IF 1.6 Q3 MEDICINE, RESEARCH & EXPERIMENTAL Pub Date : 2025-12-01 DOI: 10.1186/s40814-025-01734-1
Jocelin Y Lam, Su Aw, Katika Akksilp, Cynthia Chen

Objective: Ageing increases the risk of age-related diseases, but interventions promoting physical fitness, emotional well-being, and social participation can mitigate these risks. Urban care farming (UCF), which uses therapeutic farming in natural settings, shows promise for healthy ageing. This feasibility study assessed the feasibility of the UCF intervention by evaluating the acceptability and adherence of UCF by participants and trainers, implementation fidelity, and outcome measures.

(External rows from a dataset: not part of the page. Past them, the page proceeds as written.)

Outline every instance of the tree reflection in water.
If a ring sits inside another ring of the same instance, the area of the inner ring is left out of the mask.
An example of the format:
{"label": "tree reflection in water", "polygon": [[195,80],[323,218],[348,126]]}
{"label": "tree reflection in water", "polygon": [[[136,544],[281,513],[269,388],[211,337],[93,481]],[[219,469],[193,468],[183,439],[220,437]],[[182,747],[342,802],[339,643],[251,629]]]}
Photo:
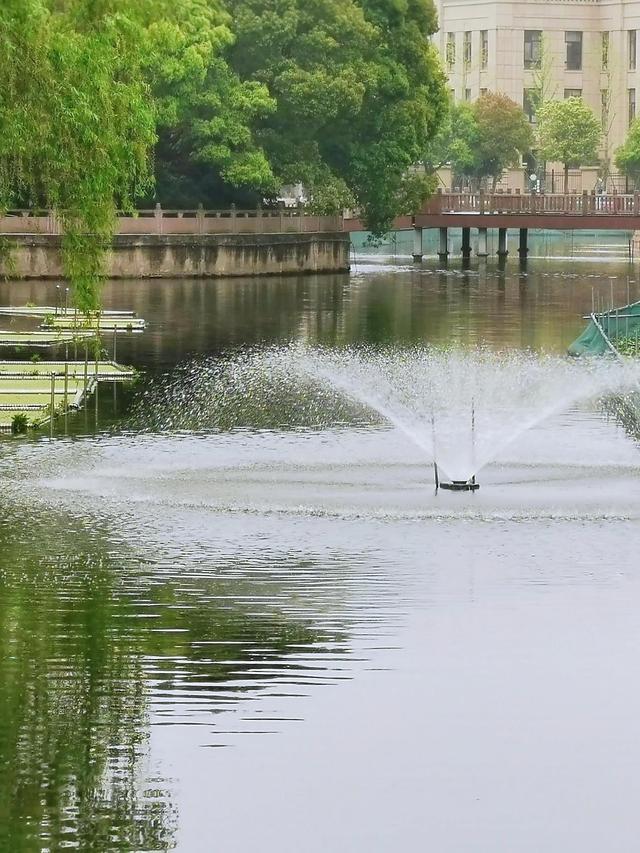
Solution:
{"label": "tree reflection in water", "polygon": [[[251,684],[304,678],[291,649],[344,638],[256,614],[250,580],[191,575],[187,595],[87,519],[2,515],[0,850],[171,849],[179,816],[150,761],[151,716],[180,724],[180,697],[200,696],[215,728]],[[273,669],[256,677],[256,661]]]}

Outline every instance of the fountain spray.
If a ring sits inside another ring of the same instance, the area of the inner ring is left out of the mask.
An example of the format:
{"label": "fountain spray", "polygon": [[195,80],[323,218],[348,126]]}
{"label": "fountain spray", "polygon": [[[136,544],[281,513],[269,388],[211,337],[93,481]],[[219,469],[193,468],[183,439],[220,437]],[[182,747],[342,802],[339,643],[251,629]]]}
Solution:
{"label": "fountain spray", "polygon": [[[480,488],[480,483],[476,483],[476,475],[473,474],[468,480],[452,480],[450,483],[439,483],[438,482],[438,465],[435,462],[436,455],[436,442],[435,442],[435,420],[432,420],[433,424],[433,455],[434,455],[434,467],[436,471],[436,494],[438,493],[438,489],[442,488],[449,492],[477,492]],[[476,401],[475,398],[471,398],[471,461],[472,467],[475,469],[476,465]]]}

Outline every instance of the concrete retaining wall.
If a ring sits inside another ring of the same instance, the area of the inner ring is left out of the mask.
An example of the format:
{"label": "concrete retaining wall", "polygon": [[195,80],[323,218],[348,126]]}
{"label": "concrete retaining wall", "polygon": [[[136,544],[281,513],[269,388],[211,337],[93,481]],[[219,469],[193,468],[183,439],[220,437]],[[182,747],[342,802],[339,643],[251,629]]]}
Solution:
{"label": "concrete retaining wall", "polygon": [[[18,235],[0,270],[12,278],[62,278],[61,238]],[[218,278],[343,272],[349,269],[349,235],[206,234],[119,235],[109,251],[110,278]]]}

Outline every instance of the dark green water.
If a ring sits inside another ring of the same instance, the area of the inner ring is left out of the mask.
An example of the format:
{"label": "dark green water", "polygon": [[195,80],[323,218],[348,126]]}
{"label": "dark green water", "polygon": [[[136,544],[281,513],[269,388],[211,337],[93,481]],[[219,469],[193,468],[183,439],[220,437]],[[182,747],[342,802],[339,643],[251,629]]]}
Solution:
{"label": "dark green water", "polygon": [[118,342],[146,378],[67,436],[0,443],[0,851],[635,849],[640,455],[620,424],[572,405],[476,499],[436,502],[379,425],[129,420],[149,382],[248,347],[562,353],[592,299],[640,299],[610,253],[109,283],[148,321]]}

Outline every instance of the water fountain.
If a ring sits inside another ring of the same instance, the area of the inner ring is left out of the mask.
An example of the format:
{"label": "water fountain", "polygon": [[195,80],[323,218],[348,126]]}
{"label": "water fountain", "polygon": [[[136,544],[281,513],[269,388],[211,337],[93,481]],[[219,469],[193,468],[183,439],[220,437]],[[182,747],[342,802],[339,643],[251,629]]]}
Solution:
{"label": "water fountain", "polygon": [[607,359],[291,345],[194,362],[177,381],[150,387],[134,427],[387,423],[434,466],[437,488],[475,492],[479,472],[525,431],[582,401],[637,389],[639,380],[640,366]]}

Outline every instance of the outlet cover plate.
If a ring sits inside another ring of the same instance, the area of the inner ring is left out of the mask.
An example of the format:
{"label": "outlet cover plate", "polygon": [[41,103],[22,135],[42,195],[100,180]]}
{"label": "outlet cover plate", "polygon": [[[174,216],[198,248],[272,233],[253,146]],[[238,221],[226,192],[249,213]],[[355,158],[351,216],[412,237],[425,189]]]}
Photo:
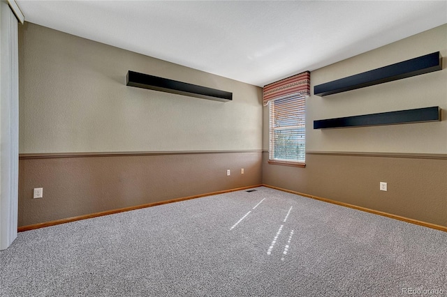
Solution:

Methods: This feasibility study used a single-arm pre-post design, which recruited 20 older adults (50-85) in Singapore for an 8-week UCF intervention in January 2024. Weekly 3-h sessions held in an estate in Central Singapore focused on farming activities such as planting, teamwork, and nutrition. Participants' recruitment, retention, satisfaction, and experiences of change were tracked alongside trainers' adherence to the intervention protocol. Outcome measures were collected at baseline and follow-up and assessed for reliability and effect sizes. Interviews were thematically analysed to provide deeper insights.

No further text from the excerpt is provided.